There were also connections to other veterans of the Armada and great Elizabethan adventurers. Sampson Manaton (1553-1627), elder brother to Ambrose, and second son of Edward married Judith Hawkins. Judith’s father, William Hawkins, commanded the Griffin against the Armada. It is said that Sir Francis Drake (1545-1595), a second cousin, was raised in the Hawkins household with Judith’s father William. Her uncle Sir John Hawkins (1532-1595) was Vice Admiral against the Armada and treasure of the Navy. Another cousin was Sir Richard Hawkins (1562-1622). Judith’s first husband was Henry Whitaker (1549-89), MP the son of a prominent wool merchant who was granted arms in 1561. Sampson’s sister in law was Mariam Khan, the daughter of Mughal Emporer Akbar (1542-1606). Miriam had married William Hawkins, Judith’s brother, after William was the first Englishman to the Mughal court in India. It is Miriam’s nephew Shah Jahan (1592-1666) who built the Taj Mahal.

 

Sampson Manaton (1583-1642), grandson of Edward, and heir-at-law to Manaton manor, married Mary Gorges, the daughter of Tristram Gorges of St.

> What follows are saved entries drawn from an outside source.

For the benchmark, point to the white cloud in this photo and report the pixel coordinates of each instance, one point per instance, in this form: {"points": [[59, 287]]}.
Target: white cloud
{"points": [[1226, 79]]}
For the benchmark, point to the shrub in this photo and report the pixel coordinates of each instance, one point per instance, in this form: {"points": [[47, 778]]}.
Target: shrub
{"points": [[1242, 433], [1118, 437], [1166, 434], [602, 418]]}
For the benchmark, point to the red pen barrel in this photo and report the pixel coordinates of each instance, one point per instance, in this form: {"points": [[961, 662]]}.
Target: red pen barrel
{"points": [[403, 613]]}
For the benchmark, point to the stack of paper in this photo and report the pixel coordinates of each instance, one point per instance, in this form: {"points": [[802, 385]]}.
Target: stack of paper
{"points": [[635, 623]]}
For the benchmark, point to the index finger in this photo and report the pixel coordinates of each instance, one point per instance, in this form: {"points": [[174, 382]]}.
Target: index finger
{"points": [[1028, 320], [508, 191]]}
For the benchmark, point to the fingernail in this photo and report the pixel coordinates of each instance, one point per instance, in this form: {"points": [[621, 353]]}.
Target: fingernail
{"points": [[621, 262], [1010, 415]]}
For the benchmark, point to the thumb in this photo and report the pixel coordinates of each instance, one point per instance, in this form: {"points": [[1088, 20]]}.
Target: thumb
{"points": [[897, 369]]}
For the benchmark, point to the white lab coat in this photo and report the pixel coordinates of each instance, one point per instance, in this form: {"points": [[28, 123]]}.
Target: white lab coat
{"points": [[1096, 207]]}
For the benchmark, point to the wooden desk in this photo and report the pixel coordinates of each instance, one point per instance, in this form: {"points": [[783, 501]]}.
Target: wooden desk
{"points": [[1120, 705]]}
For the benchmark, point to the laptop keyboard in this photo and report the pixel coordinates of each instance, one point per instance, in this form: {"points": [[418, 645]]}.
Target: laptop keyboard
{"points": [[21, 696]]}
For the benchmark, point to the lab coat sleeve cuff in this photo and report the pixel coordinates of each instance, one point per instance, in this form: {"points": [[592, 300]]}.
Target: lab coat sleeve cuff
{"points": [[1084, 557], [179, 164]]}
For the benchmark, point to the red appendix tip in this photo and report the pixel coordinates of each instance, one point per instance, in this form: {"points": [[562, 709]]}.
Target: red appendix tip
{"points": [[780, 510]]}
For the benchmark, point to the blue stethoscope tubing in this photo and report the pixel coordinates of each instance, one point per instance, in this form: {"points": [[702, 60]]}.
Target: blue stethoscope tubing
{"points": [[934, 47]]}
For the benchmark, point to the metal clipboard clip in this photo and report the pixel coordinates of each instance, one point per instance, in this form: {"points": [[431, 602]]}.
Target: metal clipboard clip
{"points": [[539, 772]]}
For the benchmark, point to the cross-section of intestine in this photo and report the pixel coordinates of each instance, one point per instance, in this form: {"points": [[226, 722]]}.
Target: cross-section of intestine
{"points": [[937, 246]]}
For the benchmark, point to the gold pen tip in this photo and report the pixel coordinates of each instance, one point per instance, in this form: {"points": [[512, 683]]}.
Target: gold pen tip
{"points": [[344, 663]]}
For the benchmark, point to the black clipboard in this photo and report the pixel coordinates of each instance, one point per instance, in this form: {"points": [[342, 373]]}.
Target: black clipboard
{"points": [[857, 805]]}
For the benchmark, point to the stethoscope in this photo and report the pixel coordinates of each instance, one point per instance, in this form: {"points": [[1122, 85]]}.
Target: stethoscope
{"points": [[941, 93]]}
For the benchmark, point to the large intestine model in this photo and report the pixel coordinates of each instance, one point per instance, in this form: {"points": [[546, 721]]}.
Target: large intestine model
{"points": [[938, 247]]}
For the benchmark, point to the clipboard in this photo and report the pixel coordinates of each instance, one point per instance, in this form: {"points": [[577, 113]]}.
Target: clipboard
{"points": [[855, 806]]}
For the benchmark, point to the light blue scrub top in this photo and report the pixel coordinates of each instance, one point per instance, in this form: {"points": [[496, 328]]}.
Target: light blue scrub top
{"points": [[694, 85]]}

Budeaux, Devon. Tristram Gorges had been entrusted by Sir Frances Drake with the custody of Don Pedro de Valdez, a Spaniard prisoner after the defeat of the Armada. Tristram was the son of William Gorges (d. 1584), a naval commander and Vice Admiral of the Fleet in 1580. Mary’s sister Elizabeth Gorges (1578-1649) married her cousin Sir Ferdinando Gorges (1565/8-1647) described by some as the “Father of English Colonization in North America” as a shareholder in the Plymouth Company and founder of the Province of Maine in 1622. 

Among the references to the Manaton family that survive from this era are the identification of the seat of the Manaton family in South Hill on the maps of John Norden in the 1590s which were subsequently copied and published by John Speed in his The Theatre of the Empire of Great Britain, c.1612. Trecarrel manor can also be identified on this map.

Also, Richard Carew (1555-1620), Survey of Cornwall (1602). Carew lists the Manatons among the gentry of East Hundred in Cornwall and records their arms as “Manaton, A. on a Bend S. three mullets of the field”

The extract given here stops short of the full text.